The pair could drop below 1.20 unless the Eurozone Retail Sales data for December due at 10:00 GMT shows a significant rise in consumer spending. In that case, traders may put a bid under the single currency, helping EUR/USD avoid a move below 1.20.

 

Current Market Sentiment: Bearish.


Gold Continues to Fight Bearish Pressures

Gold prices have notably stagnated in a frustratingly tight range in recent weeks, while silver has stormed higher on the back of a Reddit-induced buying spree. Long-term technical analysis, in tandem with rising inflation expectations and falling real rates, suggests that this lull for gold prices may prove short-lived. Looking at the long term charts, the weekly timeframe to be exact, highlights the formation of a bullish Cup and Handle pattern that has been carved out over the past decade. This implies that an impulsive topside move could be on the cards.
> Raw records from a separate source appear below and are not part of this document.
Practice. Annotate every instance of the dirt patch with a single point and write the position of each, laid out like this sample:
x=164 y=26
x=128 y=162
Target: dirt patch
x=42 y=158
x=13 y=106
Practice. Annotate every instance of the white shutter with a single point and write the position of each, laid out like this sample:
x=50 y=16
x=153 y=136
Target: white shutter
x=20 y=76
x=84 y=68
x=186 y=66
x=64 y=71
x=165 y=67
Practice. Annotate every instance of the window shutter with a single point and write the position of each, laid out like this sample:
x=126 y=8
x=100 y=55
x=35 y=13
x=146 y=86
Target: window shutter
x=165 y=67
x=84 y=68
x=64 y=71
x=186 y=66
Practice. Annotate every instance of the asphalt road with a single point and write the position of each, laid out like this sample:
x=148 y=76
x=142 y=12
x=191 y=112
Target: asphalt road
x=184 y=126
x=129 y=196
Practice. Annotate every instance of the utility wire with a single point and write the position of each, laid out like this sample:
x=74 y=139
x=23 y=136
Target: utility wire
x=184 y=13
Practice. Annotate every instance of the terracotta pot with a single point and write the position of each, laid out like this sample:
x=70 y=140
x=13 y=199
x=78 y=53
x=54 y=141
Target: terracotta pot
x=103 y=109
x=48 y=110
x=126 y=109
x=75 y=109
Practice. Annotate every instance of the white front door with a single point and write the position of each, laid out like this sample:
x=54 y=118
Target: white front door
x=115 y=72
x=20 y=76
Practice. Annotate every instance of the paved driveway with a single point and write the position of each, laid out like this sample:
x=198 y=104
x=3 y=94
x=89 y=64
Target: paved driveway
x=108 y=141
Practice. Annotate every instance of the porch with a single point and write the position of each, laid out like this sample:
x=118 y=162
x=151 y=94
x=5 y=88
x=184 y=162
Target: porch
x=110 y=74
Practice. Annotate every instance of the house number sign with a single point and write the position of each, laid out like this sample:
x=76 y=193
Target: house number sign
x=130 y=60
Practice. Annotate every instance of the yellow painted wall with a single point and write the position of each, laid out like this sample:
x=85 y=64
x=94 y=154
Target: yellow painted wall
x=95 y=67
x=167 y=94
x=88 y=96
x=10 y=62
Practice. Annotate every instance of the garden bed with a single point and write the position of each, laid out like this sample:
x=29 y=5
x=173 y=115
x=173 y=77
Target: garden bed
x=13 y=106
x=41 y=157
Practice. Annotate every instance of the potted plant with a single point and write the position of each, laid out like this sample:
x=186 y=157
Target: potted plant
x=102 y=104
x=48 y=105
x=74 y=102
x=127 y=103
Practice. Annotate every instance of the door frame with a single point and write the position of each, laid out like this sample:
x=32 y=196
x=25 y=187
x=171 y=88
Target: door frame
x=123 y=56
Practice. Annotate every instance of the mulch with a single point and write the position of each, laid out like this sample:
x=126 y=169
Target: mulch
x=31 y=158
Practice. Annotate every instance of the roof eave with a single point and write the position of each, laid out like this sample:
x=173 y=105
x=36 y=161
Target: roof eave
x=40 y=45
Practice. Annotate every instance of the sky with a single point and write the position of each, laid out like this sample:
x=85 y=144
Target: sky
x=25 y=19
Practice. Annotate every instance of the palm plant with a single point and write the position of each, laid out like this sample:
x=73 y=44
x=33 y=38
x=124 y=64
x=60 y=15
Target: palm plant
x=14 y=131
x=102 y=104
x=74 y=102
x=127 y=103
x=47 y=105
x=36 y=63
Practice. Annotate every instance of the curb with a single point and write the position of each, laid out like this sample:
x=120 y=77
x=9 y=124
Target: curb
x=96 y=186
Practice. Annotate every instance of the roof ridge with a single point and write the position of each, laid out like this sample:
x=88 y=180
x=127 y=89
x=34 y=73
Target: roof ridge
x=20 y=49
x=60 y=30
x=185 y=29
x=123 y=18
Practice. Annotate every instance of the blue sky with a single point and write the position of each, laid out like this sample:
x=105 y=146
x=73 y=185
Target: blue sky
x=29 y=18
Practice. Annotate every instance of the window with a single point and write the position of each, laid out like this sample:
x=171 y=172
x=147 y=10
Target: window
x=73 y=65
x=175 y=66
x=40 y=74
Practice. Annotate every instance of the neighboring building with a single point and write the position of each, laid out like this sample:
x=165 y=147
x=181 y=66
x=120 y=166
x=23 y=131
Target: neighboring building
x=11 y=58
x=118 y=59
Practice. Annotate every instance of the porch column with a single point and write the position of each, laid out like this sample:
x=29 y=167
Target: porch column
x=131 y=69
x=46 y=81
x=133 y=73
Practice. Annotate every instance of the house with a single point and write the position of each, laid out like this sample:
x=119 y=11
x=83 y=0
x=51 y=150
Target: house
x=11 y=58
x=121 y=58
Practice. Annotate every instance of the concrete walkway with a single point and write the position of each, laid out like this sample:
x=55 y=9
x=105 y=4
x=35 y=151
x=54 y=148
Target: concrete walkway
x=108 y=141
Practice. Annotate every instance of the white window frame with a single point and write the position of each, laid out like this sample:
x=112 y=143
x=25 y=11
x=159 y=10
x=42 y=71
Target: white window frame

That being said, with price continuing to track within the confines of a Descending Channel, a retest of range support at 1780 – 1800 could be on the cards. However, the trend-defining 50-week moving average at $1,810 could limit gold’s downside, given the price has failed to break below it since early 2019. Ultimately, a weekly close above the 8-week exponential moving average at $1,851 and channel resistance is needed to carve a path for buyers to challenge the 2011 high. Clearing that probably paves the way for price to retest the record high set in August of 2020 at $2,075.

 


Zooming into the daily chart suggests gold prices could be at risk of further declines as price slides below the sentiment-defining 200-day moving average at $1,851. With the MACD indicator and RSI tracking below 50, the path of least resistance seems skewed to the downside. However, if range support at $1,815 – $1,825 successfully stifles selling pressure, a rebound back towards channel resistance and the 100-MA at $1,874 could be on the cards. Hurdling that likely brings up the January high at $1,895 into the crosshairs.

Current Market Sentiment: Long-Term Bullish Bias.